Double Q-learning

Revised June 16, 2025

The Model Free Control and Deep Q-Learning notes are optional but recommended background reading.

The technical density of this note may suggest that Double Q-learning is algorithmically complex. In fact, it is remarkably simple. Standard Q-learning uses a single action-value function to both select and evaluate actions:

\[ \begin{align} \delta_{t} &= r_{t+1} + \gamma \max_{a’} Q(s_{t+1},a’) - Q(s_t, a_t) \label{eq:q-learning} \\ Q(s_t, a_t) &\gets Q(s_t, a_t) + \alpha \delta_{t} \;. \nonumber \end{align} \]

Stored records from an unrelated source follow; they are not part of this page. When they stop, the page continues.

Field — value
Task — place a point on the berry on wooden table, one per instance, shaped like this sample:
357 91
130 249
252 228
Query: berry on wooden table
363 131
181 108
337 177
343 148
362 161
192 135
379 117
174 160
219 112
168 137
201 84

This, however, is prone to overestimation bias as a general statistical consequence of maximizing over random variables (i.e, due to the use of the \(\max\) operator in Equation \(\eqref{eq:q-learning}\)). The bias is not attributable to any single source of error; it can emerge from function approximation, stochastic transitions, or non-stationarity. Although uniform overestimation preserves relative action preferences and leaves the policy unaffected, in practice this bias often causes poor states to be assigned high value, leading to suboptimal updates and, under function approximation, potential divergence. More precisely, even when estimation errors are unbiased across actions, the \(\max\) operator tends to select overestimated values both in expectation and in individual samples.

Double Q-learning mitigates this bias by maintaining two independent estimators \(Q^A\) and \(Q^B\). At each update, one estimator is selected at random to determine the greedy action and is then updated using the value assigned by the other estimator. For example, if \(Q^A\) is being updated, the greedy action is selected using \(Q^A\) and evaluated using \(Q^B\):

\[ \begin{align*} \delta_t &= r_{t+1} + \gamma Q^B(s_{t+1}, \max_{a’} Q^A(s_{t+1}, a_{t+1})) - Q^A(s_t, a_t) \\ Q^A(s_t, a_t) &\gets Q^A(s_t, a_t) + \alpha \delta_t \;. \end{align*} \]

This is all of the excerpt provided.